映画自体はゾンビ映画であり、メタ映画であり、
お仕事ものであり、家族愛であり、クリエイティブを描いた映画だった。(そしてお祭り映画だ)
文句無く面白いし、感動するところは感動した。(家族愛とクリエイティブの点)
ただハードルは上がりまくっているのでそことのギャップは埋めがたかった。

面白いは面白いし、文句も付ける気もないし、これは文句を言う方が野暮だと思う。


以下、感じたことを。

出演している役者さんも舞台っぽいお芝居をするが内容もとっても舞台っぽかった。
原案が舞台劇だから当然なのだけれど、面白いし笑ったけれども映画的な愉悦があるかというとちょっと違う。

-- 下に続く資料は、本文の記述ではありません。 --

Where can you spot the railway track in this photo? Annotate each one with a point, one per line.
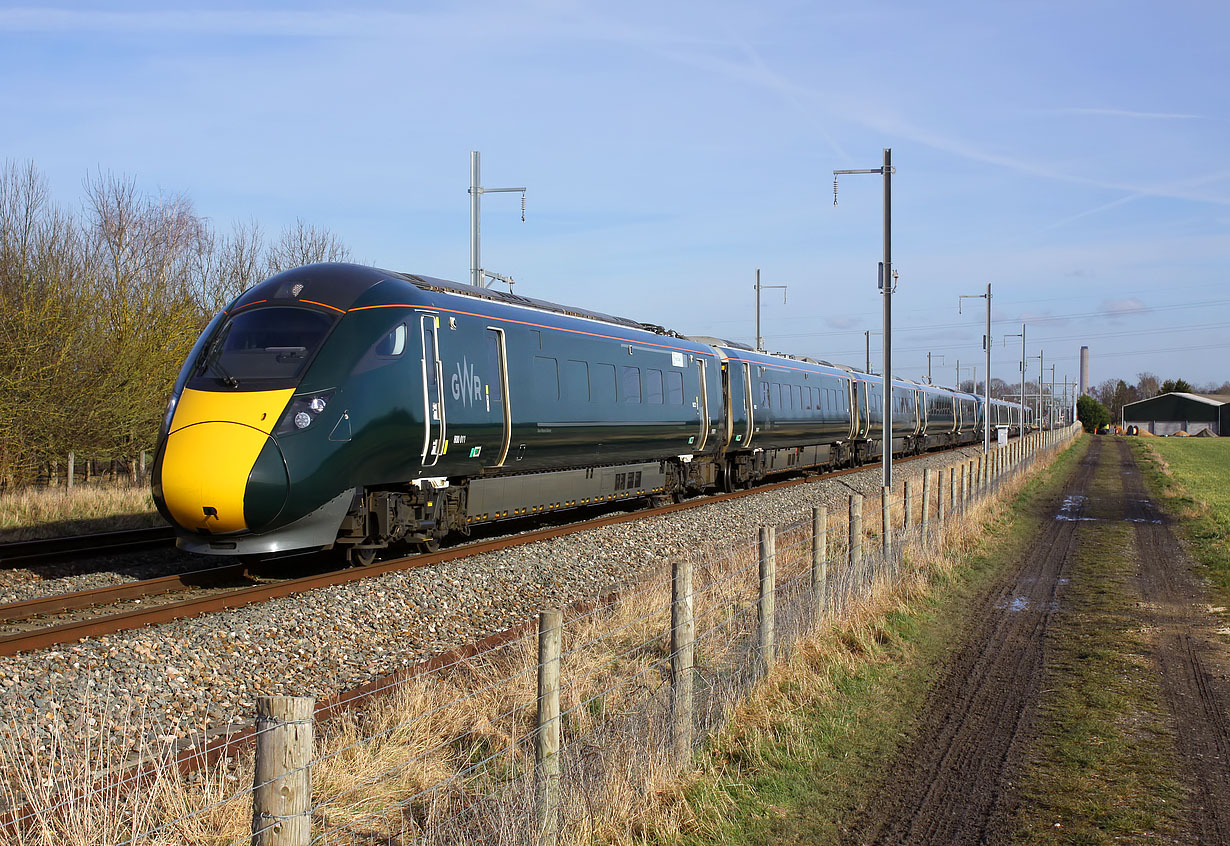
(218, 596)
(26, 553)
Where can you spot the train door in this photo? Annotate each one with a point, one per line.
(727, 408)
(497, 390)
(702, 402)
(747, 402)
(433, 391)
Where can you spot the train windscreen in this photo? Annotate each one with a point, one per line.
(261, 349)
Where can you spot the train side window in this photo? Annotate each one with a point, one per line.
(576, 380)
(653, 386)
(630, 384)
(394, 343)
(602, 383)
(674, 387)
(546, 379)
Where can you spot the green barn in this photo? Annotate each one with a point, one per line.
(1180, 412)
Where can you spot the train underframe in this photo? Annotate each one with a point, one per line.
(424, 512)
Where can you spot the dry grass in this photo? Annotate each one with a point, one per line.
(449, 756)
(32, 513)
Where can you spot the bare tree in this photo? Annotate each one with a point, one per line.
(1148, 385)
(102, 306)
(304, 244)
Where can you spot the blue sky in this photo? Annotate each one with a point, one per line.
(1073, 154)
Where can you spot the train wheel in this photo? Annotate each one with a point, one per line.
(358, 556)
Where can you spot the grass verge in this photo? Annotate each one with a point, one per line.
(802, 755)
(1103, 769)
(1188, 475)
(33, 513)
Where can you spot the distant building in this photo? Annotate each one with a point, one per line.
(1180, 412)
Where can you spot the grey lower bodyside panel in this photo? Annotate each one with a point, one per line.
(509, 493)
(313, 530)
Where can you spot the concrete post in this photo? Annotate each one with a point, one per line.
(821, 557)
(546, 747)
(683, 635)
(768, 590)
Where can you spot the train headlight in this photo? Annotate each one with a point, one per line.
(301, 412)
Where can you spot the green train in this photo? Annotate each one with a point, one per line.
(340, 406)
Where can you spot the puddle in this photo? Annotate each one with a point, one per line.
(1019, 604)
(1071, 507)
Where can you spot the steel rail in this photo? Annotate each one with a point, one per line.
(15, 643)
(116, 593)
(51, 549)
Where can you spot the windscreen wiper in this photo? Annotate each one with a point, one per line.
(212, 360)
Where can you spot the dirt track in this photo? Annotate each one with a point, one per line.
(1191, 660)
(953, 781)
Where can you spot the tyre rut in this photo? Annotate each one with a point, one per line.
(952, 782)
(1191, 660)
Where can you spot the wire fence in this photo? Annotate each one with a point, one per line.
(573, 732)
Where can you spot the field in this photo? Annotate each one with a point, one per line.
(1111, 735)
(35, 512)
(1191, 475)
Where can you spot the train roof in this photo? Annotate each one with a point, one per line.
(338, 285)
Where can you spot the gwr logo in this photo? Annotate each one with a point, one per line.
(465, 383)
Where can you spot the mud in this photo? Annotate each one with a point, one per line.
(955, 778)
(1192, 660)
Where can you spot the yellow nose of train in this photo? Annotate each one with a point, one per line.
(213, 444)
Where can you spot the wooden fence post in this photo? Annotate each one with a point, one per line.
(282, 780)
(886, 526)
(854, 552)
(939, 502)
(683, 633)
(821, 558)
(768, 590)
(546, 742)
(952, 492)
(907, 507)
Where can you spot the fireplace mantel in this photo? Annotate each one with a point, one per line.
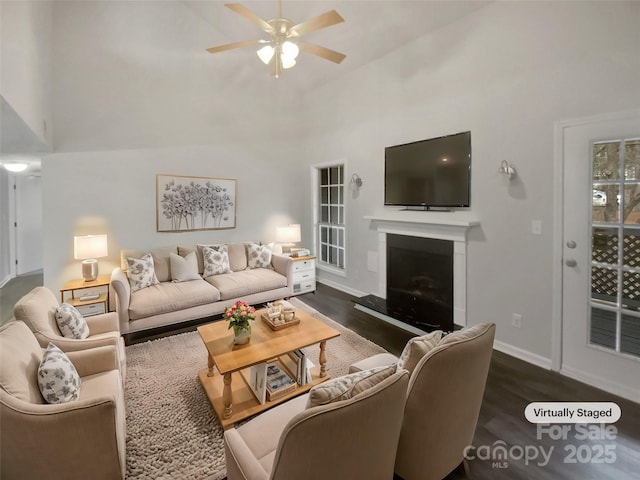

前半のワンカットが出題編で、出題編で何故ああなったのかの解答編になっているからか、
前半のゾンビ映画シーンは正直テンポが悪く(作劇上の意図があるとは言え)、
思いの外にゾンビ映画なのでグロ描写も多く、満員の劇場から数組途中で退出していた。

ツイッターとかで指摘されてたけど、『ラジオの時間』は
生放送でのトラブルをアドリブで切り抜けていく(切り抜けられているとは思えないけれど)
お仕事モノであり、クリエイティブを描いた映画だったりする。
またある種『カメラを止めるな』の出題編と解答編を同時平行で展開している映画でもある。

加えて、デヴィッド・フィンチャーの『ゴーン・ガール』なんかは
『カメラを止めるな』同様、前半が出題編、後半が解答編という構造を持っている映画だ。

何が言いたいかと言えば、『カメラを止めるな』の構造は
そんなに目新しいものではないということで、
面白かったけれど、ハードルが高すぎたなぁというのが感想です。

ただ、SNSの口コミから話題になり、テレビでも取り上げられ(NHKのニュース番組まで!)たことで、
多くの劇場で平日も満員回が続出しており、映画の柔らかい雰囲気も相まって
昔の映画館にトリップしたような一体感を得られる心地よい体験が出来る。
大人も子供も一緒になって劇場で笑える映画なんて今時めったに無いことだと思う。

少しでも興味があれば、観客が多い今のうちに
劇場で鑑賞することをお勧めする。
一人で家でDVDで観たところで、この映画の祝祭性は大幅減になってしまうと思う。